Opendoor Technologies ( OPEN -3.19%) has made a significant impact on the market over the past quarter. This online real estate company gained popularity as a meme stock in July, after hedge fund manager Eric Jackson suggested online that the stock, then trading near $0.50 per share, could follow in the footsteps of Carvana—the online used car retailer that skyrocketed over 100-fold after nearly collapsing in 2022.
Interest in Opendoor surged as individual investors flocked to the stock, and the buzz appeared to contribute to a shake-up in company leadership. In August, CEO Carrie Wheeler resigned, and earlier this month, Shopify COO Kaz Nejatian was appointed as the new CEO. Co-founders Eric Wu and Keith Rabois returned to the board, with Rabois taking on the role of chairman.
At its highest point, Opendoor shares had soared over 2,000%, though they have since retreated somewhat from those highs.
Now, Jackson has identified another stock he believes could deliver similar returns: Better Home & Finance ( BETR -5.27%).
What is Better Home & Finance?
Better, as it is commonly called, is a digital-first homeownership platform offering a range of services such as mortgages, insurance, and other real estate solutions to support buyers throughout the home purchasing journey.
The company interacts with clients through its AI-powered platform, Tinman, which enables users to view available mortgage rates and receive pre-approval in as little as three minutes.
Much like Opendoor, Better aims to transform the vast housing sector with its digital approach, achieving notable growth even as the housing market remains sluggish.
In the second quarter, funded loan volume increased by 25% to $1.2 billion, and total revenue climbed 37% to $44.1 million, indicating that the company is still relatively small. However, it remains unprofitable, posting a $36.3 million loss for the quarter.
Similar to Upstart, Better generates revenue by originating mortgages and selling them to investors. This business model also positions the company to potentially benefit if interest rates decline.
Founded in 2014, Better became a public company through a special purpose acquisition company (SPAC) merger.

Image source: Getty Images.
Could Better be the next Opendoor?
Currently, the parallels between Better and Opendoor appear weak, but the attention Jackson has brought has helped turn Better into another meme stock, with its price doubling over two days after he began discussing it on X. Jackson has even claimed that Better could potentially increase 350-fold within two years.
The case for both companies is not particularly strong at this stage. Opendoor has yet to post a profit, even during the real estate boom of the pandemic. Its business model remains untested, depending on the ability to sell homes for more than their purchase price and to earn service fees.
With home prices already elevated, lower interest rates may not produce the price increases that Opendoor investors are hoping for.

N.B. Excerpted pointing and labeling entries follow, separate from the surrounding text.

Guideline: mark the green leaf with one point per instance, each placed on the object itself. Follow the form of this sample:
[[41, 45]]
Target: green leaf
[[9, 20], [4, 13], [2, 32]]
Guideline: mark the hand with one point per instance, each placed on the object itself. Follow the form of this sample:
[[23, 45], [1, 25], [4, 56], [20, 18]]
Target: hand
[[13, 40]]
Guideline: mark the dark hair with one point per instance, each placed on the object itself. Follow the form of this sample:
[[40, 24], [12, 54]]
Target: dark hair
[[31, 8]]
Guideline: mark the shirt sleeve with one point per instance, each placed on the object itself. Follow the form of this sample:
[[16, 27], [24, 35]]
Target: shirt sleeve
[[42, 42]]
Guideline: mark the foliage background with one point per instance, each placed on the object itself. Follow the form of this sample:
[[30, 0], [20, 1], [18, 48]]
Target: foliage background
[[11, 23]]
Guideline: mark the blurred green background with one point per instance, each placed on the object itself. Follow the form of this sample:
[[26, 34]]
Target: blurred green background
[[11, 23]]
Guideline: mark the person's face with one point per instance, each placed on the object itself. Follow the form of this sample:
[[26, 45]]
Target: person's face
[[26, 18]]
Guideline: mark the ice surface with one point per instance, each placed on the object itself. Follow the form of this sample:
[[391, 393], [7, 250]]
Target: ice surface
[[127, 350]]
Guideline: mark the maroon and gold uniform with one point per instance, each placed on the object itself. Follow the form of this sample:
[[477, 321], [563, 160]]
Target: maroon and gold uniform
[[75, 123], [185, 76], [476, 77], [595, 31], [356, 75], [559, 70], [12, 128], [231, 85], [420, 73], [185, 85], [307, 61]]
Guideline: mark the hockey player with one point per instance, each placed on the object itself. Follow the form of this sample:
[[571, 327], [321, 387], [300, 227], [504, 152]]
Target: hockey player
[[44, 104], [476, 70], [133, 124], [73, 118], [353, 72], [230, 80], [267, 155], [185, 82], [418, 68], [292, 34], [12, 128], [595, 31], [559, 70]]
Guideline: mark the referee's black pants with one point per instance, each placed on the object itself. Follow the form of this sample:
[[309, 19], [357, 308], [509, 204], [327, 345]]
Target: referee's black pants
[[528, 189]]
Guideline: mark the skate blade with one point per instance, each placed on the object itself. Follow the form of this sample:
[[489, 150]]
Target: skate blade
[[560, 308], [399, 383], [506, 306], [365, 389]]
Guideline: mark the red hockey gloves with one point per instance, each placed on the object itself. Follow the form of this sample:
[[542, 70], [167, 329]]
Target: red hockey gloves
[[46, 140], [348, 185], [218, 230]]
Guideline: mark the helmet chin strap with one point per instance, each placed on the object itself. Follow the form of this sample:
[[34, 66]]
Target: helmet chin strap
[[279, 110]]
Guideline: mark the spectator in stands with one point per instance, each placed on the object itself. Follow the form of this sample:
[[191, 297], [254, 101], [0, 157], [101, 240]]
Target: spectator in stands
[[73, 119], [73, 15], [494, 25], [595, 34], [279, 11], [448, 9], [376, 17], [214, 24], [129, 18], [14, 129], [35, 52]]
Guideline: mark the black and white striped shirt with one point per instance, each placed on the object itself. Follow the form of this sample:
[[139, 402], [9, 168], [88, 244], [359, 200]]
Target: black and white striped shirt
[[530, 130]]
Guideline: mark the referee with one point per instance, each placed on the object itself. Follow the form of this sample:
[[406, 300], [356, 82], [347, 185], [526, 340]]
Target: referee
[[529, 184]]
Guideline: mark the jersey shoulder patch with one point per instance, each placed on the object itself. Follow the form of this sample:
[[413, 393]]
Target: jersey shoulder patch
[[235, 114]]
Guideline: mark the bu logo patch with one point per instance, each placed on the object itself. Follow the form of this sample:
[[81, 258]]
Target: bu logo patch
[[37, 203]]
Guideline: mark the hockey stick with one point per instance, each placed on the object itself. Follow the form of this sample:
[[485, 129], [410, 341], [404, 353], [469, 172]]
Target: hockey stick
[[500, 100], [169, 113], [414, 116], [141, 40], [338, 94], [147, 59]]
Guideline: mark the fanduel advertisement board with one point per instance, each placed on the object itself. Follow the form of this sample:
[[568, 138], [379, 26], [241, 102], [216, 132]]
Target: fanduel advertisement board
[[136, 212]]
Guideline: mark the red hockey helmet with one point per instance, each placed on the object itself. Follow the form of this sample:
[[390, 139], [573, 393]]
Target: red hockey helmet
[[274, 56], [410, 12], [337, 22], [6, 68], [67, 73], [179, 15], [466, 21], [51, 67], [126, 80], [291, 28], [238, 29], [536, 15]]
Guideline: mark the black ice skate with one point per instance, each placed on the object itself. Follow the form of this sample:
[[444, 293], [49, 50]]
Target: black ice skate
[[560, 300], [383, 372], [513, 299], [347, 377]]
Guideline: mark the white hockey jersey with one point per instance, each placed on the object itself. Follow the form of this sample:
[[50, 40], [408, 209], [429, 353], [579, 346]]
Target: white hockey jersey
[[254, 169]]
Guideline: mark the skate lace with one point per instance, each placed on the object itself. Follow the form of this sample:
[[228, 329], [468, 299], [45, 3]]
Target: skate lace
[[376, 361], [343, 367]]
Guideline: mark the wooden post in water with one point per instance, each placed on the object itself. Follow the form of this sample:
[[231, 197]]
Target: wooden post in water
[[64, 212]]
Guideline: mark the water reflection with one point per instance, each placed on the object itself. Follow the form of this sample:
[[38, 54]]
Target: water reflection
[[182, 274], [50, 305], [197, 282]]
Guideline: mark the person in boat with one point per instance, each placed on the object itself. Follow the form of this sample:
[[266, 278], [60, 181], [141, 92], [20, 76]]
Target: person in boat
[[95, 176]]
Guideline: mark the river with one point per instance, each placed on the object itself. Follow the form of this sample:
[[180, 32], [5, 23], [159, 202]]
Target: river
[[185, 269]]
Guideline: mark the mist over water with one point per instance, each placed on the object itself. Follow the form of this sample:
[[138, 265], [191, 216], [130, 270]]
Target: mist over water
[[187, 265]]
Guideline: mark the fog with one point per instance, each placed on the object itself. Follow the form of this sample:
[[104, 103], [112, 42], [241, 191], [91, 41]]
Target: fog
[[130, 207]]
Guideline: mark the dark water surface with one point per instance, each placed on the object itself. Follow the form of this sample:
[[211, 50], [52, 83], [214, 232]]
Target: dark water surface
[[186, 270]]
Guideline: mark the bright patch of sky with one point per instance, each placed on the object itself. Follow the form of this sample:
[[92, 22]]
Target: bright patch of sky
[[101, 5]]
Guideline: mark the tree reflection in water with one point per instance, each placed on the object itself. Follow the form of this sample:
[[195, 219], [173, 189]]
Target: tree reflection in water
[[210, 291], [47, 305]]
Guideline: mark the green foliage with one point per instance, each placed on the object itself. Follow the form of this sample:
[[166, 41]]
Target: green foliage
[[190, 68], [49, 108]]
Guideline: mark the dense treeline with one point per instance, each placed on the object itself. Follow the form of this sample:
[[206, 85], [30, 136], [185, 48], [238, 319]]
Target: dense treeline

As for Better, the company has yet to achieve substantial scale, with projected annual revenue still under $200 million.
What should investors do?
At this time, both stocks appear to be driven mainly by meme stock momentum, so investors should be prepared for significant price swings.
Although the leadership changes at Opendoor might seem encouraging, the company’s underlying business remains fragile. Meme stocks can be volatile, dropping as quickly as they rise, and buying into a stock that has already surged can carry more risk than reward.